I’m less than taken by the building, though. The gallery spaces were pretty good, actually, although occasionally one could get lost, and since the main collection is thematically chronological, getting lost was not a good thing. It is a challenge for an architect to design a space that is open and inviting and inductive to contemplation that nonetheless moves you from one place to another in a logical fashion. The NYC Guggenheim is a good example of directed movement: you start at one end of the spiral and have to alternative but to end up at the other end, short of jumping off the edge. Not necessarily contemplative, though. Big rooms where you can step back and look at works from a distance, or up close, and sit maybe for a while, are what you get at the Met, but their special exhibition spaces are usually cramped and overcrowded (unless it’s a show no one wants to see, but there’s not much point in that). Aside from special shows, one easily gets lost at the Met; one never gets lost at the Guggenheim. One occasionally gets lost at YCBA. Not a terrible position on the spectrum, overall.
But I withhold approval of the two giant open spaces, which the literature of the place refers to as courtyards. The first of these is the entrance. It’s like walking into a vast open castle tower, albeit squared off. You look up and see…nothing. You look around and see…nothing. Just big empty space. Now this can be inviting (q.v. the upgrade of the Morgan library in NYC, with its wide open entryway that I love), but this one is just…nothing. Nothing to see, nothing to make you feel welcome at having come through the door. At the end of the space is the entry into the gallery, which is shrunken down from the vast scale of the entrance, so it’s like entering a little cave passage out of a big open cavern. It’s like a scene out of TLOTR. The building wants to swallow you up, and you don’t feel happy about it; even the stairs are weird. But if you take the elevator up to the top, you’re fine, and then you get very nicely lighted galleries and decent enough viewing scenarios.

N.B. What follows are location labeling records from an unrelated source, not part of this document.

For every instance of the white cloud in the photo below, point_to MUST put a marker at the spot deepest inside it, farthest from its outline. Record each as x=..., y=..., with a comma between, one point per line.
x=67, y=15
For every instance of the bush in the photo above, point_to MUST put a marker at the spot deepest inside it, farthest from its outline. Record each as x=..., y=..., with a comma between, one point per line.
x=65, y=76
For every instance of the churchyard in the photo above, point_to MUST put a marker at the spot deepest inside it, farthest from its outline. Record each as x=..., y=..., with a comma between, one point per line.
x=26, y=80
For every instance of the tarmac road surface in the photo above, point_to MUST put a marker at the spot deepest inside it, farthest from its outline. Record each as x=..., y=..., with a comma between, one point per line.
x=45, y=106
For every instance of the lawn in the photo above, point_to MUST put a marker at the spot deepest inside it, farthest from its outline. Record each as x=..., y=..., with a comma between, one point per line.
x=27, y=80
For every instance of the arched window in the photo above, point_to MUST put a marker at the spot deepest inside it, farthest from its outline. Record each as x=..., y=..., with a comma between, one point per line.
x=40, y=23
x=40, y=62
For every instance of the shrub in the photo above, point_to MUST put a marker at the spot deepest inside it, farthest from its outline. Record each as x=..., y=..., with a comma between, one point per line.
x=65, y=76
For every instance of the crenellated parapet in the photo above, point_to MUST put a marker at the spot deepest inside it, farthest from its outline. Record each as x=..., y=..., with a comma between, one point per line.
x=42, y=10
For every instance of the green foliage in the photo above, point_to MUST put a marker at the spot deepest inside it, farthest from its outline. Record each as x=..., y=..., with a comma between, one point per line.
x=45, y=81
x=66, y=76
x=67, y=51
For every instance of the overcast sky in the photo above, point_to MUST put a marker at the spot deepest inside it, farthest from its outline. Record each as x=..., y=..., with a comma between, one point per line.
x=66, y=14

On the utilitarian side, at least, you’re getting what you paid for, most of the time.
But then there’s a second courtyard duplicating the entrance. This one’s on the other side of the building. It’s done up like an Adventurers’ Club with no roof, four stories high, with a layer of Stubbs (and others’) assorted wildlife paintings at eye level, and what looks like the laird’s relatives on a layer above them, all grand and big and overpowering. You get to sit on a nice leather couch and take a little nap (Stubbs will do that to you, unless you’re especially an equinophile). But you’re at the bottom of this well, with a disturbing shell of that bizarre staircase to one side, and people regularly sticking their heads out through the open spaces above you wondering, from their perspective, what the hell this is all about, and it just doesn’t seem right. Now if they put in an audioanimatronic Major and sold a few Kungaloosh coctails, things might be different…
The building across the street was one of the architect’s (Louis I. Kahn) first works; this was one of his last. When I’m up for the Pups next month, I’ll try to check out the early building for comparison purposes. Needless to say, the things I don’t like about YCBA are the things the literature touts. What a shock.